En une phrase : Glaucos parle d'un jeune homme nommé Cisse, apparemment naturellement doué pour la plongée en apnée, qui va faire la rencontre d'un ex-plongeur français qui va l’entraîner.




En plongée, même la compétition
est une affaire de lutte intérieur.
Au vue du résumé, on a tendance à s'imaginer alors un shonen faussement déguisé, mais il n'en est rien. Glaucos, au lieu de se fixer sur la compétition pure et dure, va surtout décrire le sport d'un point de vue très personnel. En fait, je dirais que c'est souvent la principale différence entre le "shonen" et le "seinen" sportif ; le shonen mettant l'accent sur la compétition et l'adversité entre les personnages, le seinen se fixant sur l'évolution personnelle et souvent psychologique du héros.

Et là où on pourrait penser que le thème de la plongée en apnée manque un peu de mordant, ou pourrait faire défaut face à la curiosité du lecteur, on se rend en fait compte que le sport en question met parfaitement en avant cet aspect solitaire et intérieur de la performance.
Esprit d'équipe, puissance, vitesse et technique d'un héros combatif... rien de tout cela n'est présent dans ce manga pourtant sportif. Ici, le combat du corps se déroule à l'intérieur même du corps.

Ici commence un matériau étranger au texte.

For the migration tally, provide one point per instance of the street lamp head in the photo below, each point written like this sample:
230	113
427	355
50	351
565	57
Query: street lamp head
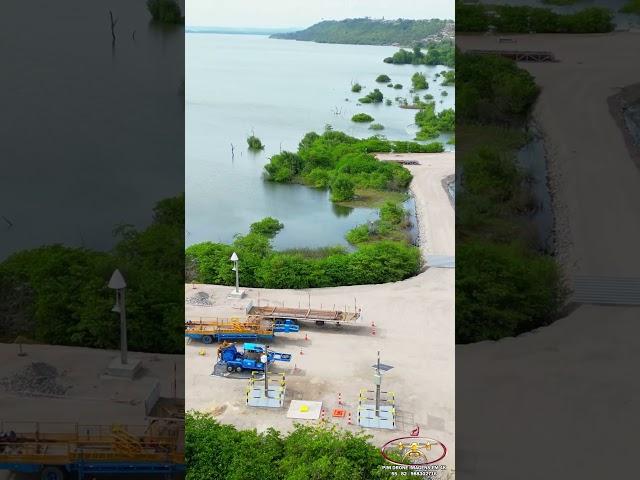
117	281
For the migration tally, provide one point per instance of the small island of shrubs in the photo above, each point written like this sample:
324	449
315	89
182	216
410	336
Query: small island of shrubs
419	81
362	118
254	143
373	97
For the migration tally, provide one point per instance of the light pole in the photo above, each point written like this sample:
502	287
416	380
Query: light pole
118	284
234	259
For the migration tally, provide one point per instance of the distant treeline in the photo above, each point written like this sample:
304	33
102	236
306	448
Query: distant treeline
525	19
368	31
438	53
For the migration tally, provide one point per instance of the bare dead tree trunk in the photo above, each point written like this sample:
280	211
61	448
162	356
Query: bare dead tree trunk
114	22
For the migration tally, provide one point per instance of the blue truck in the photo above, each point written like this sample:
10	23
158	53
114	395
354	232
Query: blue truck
251	358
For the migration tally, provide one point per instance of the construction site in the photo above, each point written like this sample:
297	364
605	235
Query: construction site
64	414
372	358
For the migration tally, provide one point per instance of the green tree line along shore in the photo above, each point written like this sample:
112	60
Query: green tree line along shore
215	451
345	166
504	284
58	295
438	53
368	31
526	19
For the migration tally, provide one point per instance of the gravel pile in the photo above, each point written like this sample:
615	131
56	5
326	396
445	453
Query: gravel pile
200	299
39	378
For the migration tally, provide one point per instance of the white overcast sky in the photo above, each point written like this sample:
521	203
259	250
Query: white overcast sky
303	13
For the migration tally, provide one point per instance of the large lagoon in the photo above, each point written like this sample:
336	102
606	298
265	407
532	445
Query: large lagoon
280	90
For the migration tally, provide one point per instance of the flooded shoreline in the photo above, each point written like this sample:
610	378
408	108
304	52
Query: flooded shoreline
532	160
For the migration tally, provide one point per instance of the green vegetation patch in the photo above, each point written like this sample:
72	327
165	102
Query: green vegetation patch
375	96
254	143
261	266
504	285
367	31
526	19
362	118
61	297
320	158
438	53
214	451
419	81
431	124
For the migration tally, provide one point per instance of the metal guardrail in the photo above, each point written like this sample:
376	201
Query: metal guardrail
602	290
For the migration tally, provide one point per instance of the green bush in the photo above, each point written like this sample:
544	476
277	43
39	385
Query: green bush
375	262
362	117
61	293
438	53
268	227
375	96
254	143
503	290
419	81
526	19
342	188
214	451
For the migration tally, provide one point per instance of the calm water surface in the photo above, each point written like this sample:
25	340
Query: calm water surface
280	90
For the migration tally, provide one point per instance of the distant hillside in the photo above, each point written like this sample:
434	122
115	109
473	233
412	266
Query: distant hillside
367	31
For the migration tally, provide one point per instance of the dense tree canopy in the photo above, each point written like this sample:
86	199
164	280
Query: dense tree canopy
526	19
64	294
220	452
368	31
438	53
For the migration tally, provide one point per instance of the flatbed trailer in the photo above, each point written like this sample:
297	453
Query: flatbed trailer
319	316
56	450
254	327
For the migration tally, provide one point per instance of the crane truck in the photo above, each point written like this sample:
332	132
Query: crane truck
253	357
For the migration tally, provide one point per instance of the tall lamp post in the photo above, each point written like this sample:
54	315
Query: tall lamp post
118	284
237	293
234	259
122	367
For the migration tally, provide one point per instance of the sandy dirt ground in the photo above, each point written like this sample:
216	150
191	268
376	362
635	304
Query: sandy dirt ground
91	398
594	181
543	404
414	331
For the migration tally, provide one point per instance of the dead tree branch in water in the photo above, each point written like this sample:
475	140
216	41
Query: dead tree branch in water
114	22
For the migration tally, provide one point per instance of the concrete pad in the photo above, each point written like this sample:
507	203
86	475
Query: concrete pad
125	370
311	412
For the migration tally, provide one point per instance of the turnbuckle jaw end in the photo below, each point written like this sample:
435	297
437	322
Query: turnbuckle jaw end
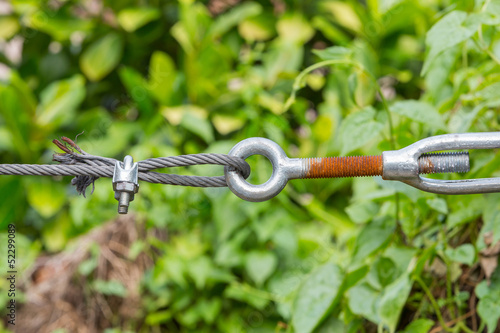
125	182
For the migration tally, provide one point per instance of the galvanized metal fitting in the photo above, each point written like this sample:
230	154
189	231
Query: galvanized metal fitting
404	165
125	182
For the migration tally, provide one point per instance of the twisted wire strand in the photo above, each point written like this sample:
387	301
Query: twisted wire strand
87	168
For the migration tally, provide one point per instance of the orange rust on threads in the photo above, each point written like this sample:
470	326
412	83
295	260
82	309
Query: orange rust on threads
425	164
338	167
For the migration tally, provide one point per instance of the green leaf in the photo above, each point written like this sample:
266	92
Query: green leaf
227	21
464	254
58	25
137	88
372	238
419	326
294	28
316	297
393	299
198	126
438	204
362	211
363	301
246	294
488	306
59	101
132	19
333	53
260	265
384	272
257	28
162	76
110	287
451	30
9	26
464	214
419	111
46	196
102	56
358	129
488	309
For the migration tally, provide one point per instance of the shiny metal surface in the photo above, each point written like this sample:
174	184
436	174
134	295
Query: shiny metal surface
125	182
284	168
402	164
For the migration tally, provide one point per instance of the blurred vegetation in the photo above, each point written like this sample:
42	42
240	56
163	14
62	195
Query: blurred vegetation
158	78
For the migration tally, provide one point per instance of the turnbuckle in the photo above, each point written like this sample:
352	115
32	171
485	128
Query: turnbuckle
404	165
125	182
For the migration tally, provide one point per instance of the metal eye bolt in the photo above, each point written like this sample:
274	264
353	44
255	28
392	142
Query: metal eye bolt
404	165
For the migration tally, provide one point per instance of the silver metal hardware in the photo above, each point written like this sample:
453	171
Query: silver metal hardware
402	164
125	182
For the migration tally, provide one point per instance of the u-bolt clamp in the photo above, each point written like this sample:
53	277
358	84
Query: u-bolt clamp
404	165
125	182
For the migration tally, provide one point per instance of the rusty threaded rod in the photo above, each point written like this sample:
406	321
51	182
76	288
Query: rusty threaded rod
362	166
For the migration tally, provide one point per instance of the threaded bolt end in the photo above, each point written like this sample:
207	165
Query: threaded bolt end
443	162
123	203
339	167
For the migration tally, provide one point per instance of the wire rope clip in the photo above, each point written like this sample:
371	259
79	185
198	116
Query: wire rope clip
125	182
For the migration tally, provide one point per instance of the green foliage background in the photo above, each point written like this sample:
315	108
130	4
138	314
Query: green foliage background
158	78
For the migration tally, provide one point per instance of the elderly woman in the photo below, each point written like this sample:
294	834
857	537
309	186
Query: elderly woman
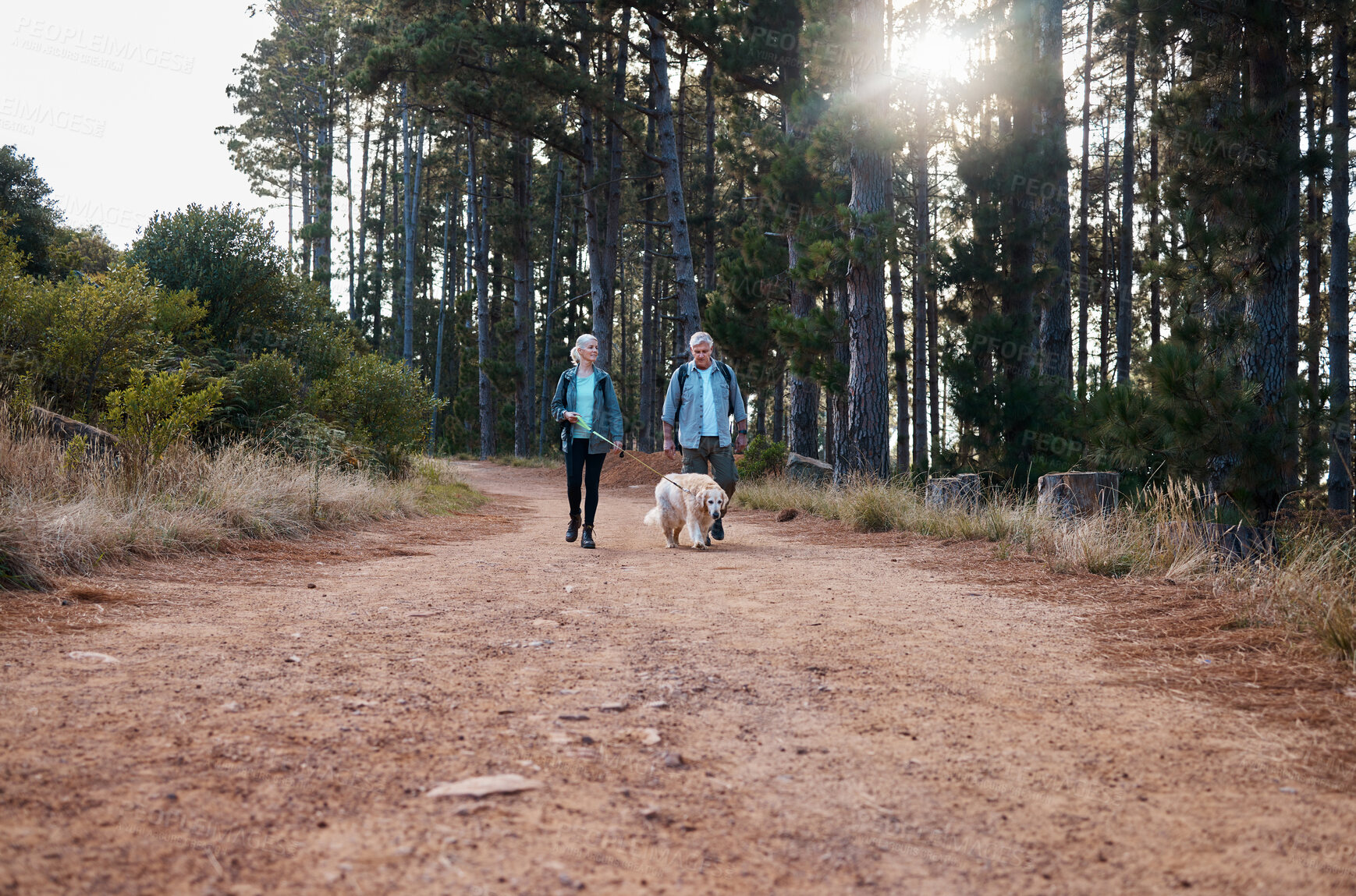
586	404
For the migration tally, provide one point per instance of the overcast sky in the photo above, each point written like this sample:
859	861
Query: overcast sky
117	103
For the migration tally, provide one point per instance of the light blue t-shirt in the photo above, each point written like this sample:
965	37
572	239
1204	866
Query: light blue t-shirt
584	403
708	400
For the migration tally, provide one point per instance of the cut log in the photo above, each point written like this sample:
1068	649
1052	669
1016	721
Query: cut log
1077	494
66	429
1233	543
953	491
808	469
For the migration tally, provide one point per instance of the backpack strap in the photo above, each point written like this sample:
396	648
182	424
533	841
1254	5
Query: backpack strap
724	370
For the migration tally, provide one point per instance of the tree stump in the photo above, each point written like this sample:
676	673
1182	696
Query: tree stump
953	491
810	471
1077	494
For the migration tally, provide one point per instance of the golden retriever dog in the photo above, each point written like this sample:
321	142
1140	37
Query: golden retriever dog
698	508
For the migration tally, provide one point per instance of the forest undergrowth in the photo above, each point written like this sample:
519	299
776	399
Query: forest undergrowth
72	512
1306	583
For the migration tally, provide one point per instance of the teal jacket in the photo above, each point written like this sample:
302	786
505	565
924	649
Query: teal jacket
606	411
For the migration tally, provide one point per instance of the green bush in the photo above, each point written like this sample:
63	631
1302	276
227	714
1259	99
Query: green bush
266	391
154	413
762	457
382	404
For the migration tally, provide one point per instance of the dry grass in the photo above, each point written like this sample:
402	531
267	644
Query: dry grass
73	514
1309	583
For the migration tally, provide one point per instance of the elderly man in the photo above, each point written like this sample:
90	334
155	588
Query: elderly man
703	396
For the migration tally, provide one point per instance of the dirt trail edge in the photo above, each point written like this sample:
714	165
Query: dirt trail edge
773	716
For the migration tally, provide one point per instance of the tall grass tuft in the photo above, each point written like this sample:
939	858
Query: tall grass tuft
72	512
1308	585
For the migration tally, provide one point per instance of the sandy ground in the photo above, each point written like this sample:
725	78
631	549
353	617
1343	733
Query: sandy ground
799	714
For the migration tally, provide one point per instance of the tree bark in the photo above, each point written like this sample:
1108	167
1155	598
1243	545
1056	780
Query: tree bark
1339	284
362	222
595	229
867	448
551	303
382	243
604	313
442	312
922	310
525	347
1155	284
1056	345
648	313
1265	358
1317	112
900	357
1085	255
477	207
708	248
1124	321
685	285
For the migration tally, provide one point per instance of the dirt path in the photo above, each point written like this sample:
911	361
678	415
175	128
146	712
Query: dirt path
830	719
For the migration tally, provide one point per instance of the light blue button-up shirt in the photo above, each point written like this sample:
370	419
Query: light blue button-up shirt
688	411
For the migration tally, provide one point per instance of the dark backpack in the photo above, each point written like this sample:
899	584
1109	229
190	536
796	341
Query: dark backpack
683	384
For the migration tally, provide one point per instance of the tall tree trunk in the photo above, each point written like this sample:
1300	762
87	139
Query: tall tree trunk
362	221
604	313
867	448
896	321
922	313
595	228
689	316
1155	284
1267	310
477	207
708	222
779	409
1056	345
1339	285
1317	112
525	347
648	312
1102	354
303	137
321	224
378	264
347	161
411	204
442	312
551	304
1085	253
1124	321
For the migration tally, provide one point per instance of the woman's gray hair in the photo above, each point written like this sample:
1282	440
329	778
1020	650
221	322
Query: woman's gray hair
574	352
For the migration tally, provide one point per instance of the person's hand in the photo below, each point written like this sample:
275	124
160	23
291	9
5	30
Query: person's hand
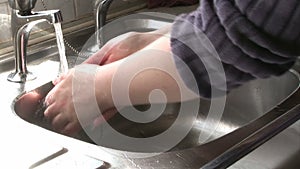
61	101
124	45
60	110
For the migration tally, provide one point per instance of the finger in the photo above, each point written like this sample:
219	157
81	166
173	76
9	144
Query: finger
71	128
59	79
59	122
51	112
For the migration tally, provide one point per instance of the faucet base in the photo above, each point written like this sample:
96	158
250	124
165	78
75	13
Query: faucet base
19	77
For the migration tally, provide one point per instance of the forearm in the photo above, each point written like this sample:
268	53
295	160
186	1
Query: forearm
137	76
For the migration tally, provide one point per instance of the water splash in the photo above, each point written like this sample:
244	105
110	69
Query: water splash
63	66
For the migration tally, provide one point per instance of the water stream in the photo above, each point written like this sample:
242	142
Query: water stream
63	66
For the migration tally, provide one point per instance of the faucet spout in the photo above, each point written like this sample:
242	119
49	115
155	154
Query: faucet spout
101	10
21	26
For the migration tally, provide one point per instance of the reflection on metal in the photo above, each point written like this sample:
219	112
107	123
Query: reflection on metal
245	129
22	22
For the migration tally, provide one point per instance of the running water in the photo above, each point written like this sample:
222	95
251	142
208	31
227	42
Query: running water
63	66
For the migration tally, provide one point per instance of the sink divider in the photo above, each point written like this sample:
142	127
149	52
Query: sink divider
226	150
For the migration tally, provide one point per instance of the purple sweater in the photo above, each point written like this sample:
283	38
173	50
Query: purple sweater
253	39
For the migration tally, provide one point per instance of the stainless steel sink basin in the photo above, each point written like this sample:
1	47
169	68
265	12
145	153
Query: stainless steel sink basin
243	105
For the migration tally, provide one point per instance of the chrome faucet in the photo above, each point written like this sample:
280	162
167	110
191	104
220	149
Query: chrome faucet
101	10
23	19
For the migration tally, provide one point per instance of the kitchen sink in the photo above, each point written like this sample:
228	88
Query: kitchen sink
243	105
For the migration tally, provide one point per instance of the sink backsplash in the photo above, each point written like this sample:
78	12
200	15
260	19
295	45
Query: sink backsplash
72	10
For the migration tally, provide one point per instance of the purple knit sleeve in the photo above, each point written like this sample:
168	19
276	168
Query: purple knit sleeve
248	39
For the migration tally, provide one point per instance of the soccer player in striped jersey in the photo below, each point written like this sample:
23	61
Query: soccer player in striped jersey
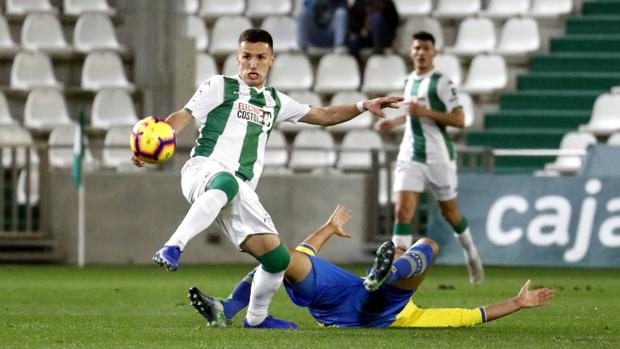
237	114
338	298
426	159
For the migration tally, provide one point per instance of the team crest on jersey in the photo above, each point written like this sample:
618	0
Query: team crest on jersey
254	114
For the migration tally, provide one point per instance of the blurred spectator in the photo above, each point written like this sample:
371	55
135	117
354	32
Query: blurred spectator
372	23
323	23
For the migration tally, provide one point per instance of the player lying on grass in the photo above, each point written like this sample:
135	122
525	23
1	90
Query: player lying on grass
338	298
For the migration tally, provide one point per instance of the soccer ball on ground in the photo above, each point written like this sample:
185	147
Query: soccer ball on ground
152	140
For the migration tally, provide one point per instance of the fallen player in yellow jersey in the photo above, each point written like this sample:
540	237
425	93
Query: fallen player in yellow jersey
338	298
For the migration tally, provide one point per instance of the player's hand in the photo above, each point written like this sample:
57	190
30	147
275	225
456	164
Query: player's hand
136	162
339	218
375	105
416	109
384	125
534	298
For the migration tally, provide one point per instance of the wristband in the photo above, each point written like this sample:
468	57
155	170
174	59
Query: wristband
360	106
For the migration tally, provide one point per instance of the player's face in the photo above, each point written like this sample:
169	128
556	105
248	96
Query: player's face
422	54
254	60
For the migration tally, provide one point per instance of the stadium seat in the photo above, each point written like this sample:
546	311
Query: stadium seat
475	36
116	154
487	74
264	8
31	70
112	107
383	73
45	109
195	28
283	29
506	9
337	73
95	31
212	9
5	113
104	70
416	24
22	7
226	32
361	122
79	7
605	119
276	153
312	149
550	8
7	45
60	142
188	7
355	153
20	138
449	65
456	8
43	31
230	65
408	8
519	36
291	72
570	164
205	68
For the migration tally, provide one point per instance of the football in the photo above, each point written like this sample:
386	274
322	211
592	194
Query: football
152	140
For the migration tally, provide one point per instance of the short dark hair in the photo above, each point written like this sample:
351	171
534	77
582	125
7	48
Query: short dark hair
256	35
424	36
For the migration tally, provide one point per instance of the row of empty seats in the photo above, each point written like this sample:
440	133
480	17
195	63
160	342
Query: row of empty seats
44	32
46	109
70	7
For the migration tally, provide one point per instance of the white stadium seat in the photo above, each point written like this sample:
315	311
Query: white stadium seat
605	119
113	107
45	109
449	65
226	32
313	149
570	164
32	70
104	70
456	8
95	31
205	68
43	31
487	74
384	73
196	28
291	72
337	73
475	36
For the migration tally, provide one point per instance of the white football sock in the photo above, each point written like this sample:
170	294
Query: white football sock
264	286
199	217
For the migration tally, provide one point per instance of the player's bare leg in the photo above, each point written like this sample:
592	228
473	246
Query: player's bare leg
450	211
406	203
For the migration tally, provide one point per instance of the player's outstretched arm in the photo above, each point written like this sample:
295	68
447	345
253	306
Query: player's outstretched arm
525	299
337	114
333	226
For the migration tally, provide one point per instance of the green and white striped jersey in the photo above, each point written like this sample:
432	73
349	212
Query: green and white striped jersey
236	121
425	140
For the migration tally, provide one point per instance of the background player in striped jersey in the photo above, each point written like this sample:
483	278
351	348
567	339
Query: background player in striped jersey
426	159
237	113
336	297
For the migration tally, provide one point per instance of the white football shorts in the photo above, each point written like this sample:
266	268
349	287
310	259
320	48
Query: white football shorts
439	178
243	217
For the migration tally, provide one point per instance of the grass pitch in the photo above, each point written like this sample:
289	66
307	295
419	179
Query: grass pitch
145	307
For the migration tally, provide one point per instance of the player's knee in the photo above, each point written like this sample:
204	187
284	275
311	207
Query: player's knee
227	183
276	260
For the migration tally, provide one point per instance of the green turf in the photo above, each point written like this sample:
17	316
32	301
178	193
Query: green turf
144	307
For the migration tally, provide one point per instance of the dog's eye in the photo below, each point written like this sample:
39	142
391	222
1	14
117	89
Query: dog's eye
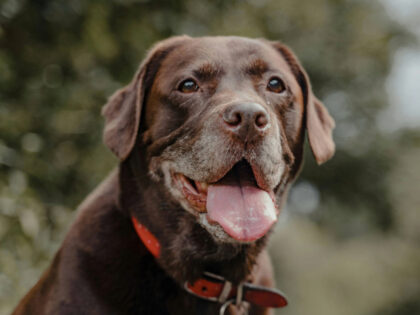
276	85
188	86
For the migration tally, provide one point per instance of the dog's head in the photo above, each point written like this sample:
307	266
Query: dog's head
220	124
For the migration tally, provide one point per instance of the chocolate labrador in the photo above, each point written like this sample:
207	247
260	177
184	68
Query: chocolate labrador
209	135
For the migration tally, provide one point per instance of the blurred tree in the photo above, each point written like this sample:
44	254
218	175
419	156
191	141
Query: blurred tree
60	60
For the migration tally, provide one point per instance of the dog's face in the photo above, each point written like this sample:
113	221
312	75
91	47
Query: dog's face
222	128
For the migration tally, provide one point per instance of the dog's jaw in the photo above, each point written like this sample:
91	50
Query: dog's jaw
243	225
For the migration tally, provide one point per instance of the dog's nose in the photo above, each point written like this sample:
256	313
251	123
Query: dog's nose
246	119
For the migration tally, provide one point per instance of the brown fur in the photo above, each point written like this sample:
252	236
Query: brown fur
102	266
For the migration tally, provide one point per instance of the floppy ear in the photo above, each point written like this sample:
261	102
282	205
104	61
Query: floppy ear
319	123
123	110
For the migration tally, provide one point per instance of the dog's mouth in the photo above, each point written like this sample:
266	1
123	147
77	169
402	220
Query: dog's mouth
245	211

Mais le manga en tant que support lui, qu'est ce qu'il apporte à cela ? 
Les codes graphiques du manga, le découpage dynamique des pages, les effets de mouvements qui soulignent la mise en scène, tout cela sonne comme une évidence quand un personnage tape dans un ballon, donne un crochet du droit, ou attrape une balle.
Dans un manga ou l'action domine, toutes les astuces graphiques sont bonnes pour tenir le lecteur en haleine. Et pourtant, dans Glaucos, c'est au travers du silence graphique que le suspense apparaît comme une évidence. Dans Glaucos, sans être absente, l'idée de mouvement devient implicite. Quand Cisse plonge, le mouvement n'est plus attendu, au contraire, il est presque craint.

Un entraîneur, des rôles témoins...
Une mise en scène connue,
 mais ici au service de l'immobilité.
Même les néophytes comprennent très vite que le calme et le sans-froid régissent le sport dont il est question. Et pendant les longs moments où le héros se retrouve sous l'eau, le lecteur se surprend à craindre que le calme des cases soit interrompu.
Une sensation insolite pour un tel support. Des auteurs comme Taniguchi nous on certes habitué à l'exploit sportif personnel et humain, avec des œuvres comme Le Sommet des Dieux ; mais rarement un manga aura emmené aussi loin le lecteur dans l'angoisse du sport décrit.



Dans Coq de Combat,
corps = mouvement + torsion

Il est d'ailleurs intéressant de noter que l'auteur, Akio Tanaka travaille aussi en tant que dessinateur pour la série Coq de Combat, un manga mettant en avant le corps humain au travers de la violence.
Au delà de l'évidente différence de traitement du mouvement entre les deux œuvres, on remarque dans Glaucos une forme de contemplation de ce même corps, mais dans sa forme la plus calme et la plus paisible, là où Coq de Combat soulignait la torsion et la déformation.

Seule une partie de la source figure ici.